There are not any silver bullets in IT, except having a robust test suite with 90%+ code coverage. Any organization that is running more than 10 Container Images needs automated testing suites. Manual testing in 2026 is not good enough. See my gist below for CI/CD Pipeline Tool suggestions.

9. Scan Everything

The targets to scan are:

  • AWS EKS / ArgoCD
  • AWS ECR
  • JFrog Artifactory
  • CI/CD Build Logs

What is running? What is stored? What are the result of that latest CI/CD Builds?

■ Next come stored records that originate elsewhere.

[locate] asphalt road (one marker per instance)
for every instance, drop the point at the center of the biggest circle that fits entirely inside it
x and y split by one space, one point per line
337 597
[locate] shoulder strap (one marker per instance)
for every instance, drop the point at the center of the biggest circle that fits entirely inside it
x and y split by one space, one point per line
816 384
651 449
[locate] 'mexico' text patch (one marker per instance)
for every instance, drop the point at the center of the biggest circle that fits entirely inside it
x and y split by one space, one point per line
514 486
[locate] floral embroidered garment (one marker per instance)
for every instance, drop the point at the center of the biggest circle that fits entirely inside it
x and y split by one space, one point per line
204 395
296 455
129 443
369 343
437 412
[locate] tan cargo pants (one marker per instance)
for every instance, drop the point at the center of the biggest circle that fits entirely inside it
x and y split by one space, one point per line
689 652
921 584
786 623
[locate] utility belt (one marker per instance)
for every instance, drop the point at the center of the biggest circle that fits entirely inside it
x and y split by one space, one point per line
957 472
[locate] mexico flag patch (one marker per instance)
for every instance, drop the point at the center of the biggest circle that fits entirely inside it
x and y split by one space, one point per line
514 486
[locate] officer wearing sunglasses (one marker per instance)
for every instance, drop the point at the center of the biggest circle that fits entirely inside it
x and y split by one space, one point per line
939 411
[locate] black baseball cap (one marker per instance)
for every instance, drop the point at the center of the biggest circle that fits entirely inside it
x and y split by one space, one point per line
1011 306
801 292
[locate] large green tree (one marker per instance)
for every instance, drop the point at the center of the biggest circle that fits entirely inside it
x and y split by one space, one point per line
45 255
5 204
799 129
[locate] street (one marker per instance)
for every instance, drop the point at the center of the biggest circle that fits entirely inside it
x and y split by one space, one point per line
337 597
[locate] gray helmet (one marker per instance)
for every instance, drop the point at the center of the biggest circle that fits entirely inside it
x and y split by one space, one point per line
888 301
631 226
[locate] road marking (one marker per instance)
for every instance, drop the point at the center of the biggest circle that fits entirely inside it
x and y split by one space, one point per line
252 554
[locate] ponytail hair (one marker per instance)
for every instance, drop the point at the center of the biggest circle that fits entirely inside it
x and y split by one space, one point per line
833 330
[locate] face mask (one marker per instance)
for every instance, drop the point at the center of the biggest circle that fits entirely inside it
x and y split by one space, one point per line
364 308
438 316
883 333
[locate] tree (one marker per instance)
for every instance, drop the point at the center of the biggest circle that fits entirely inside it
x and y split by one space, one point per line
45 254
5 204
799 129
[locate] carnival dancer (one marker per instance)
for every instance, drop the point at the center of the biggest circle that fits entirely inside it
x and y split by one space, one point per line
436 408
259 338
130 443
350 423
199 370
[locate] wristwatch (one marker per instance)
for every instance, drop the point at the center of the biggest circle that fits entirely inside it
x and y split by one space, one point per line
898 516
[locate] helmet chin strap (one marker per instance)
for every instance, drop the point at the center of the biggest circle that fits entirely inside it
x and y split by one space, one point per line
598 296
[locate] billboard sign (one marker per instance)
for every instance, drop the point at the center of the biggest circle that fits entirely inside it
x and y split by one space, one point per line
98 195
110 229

Ideally both AWS ECR and JFrog Artifactory should be purged of any Container Image that is older than 6 months. After that initial change has been made, the Retention Policy can be shortened to 3 months, 1 month, and even just 7 days. The results of all these scans and logs should be stored in a database, be it SQL such as MySQL or Postgres, or NoSQL such as ElasticSearch, MongoDB, or similar.

10. Build Reporting

Now that everything has been scanned and is stored in a database that can be queried, it's possible to create reporting. This can be as simple as a Python script that creates a CSV / Excel file, and is run once a week on the latest findings, creating both point in time global summaries, and changes over time. Generally, executives only care about the changes over time, and expect it to be improving. If you skipped any of the earlier steps in this document then you will have a lot of difficulty with explaining to executives: "What needs to be fixed?" and "Who is responsible for fixing it?"

Suggested KPIS:

  • Total Count, of All Vulnerabilities
  • Total Count, of All Vulnerabilities, Group By Severity
  • Total Count, of All Vulnerabilities, Group By Severity and Team (Most Vulnerable Team)
  • Total Count, of Top 5 Vulnerabilities, Occurances (Most Common Vulnerabilities)
  • Container Images, Order By Vulnerability Count (Most Vulnerable Images)
  • Container Images, Order By Age Desc (Oldest Images)

11. Build Dashboards

Executives like to visualize data, and a lot of Developer Team Managers don't know how to write SQL queries. I prefer to give everyone read-only SQL access so that they can self-serve analysis with the data. I've used countless visualization tools.

12. Block Insecure Builds

After a few weeks or months of basically changing how the organization operates, then you can start to block insecure builds within the CI/CD Pipelines. At this point of technical maturity the Developer Teams will have all of the information and tools they need to be successful.

13. Buy an Enterprise Tool

After doing the earlier steps for 3-6 months, then consider buying an enterprise vendor tool. If you choose a tool like Trivy, then you can swap it in for the enterprise version called AquaSec. The source for Reporting and Dashboards will change, but the business process workflow will stay the same.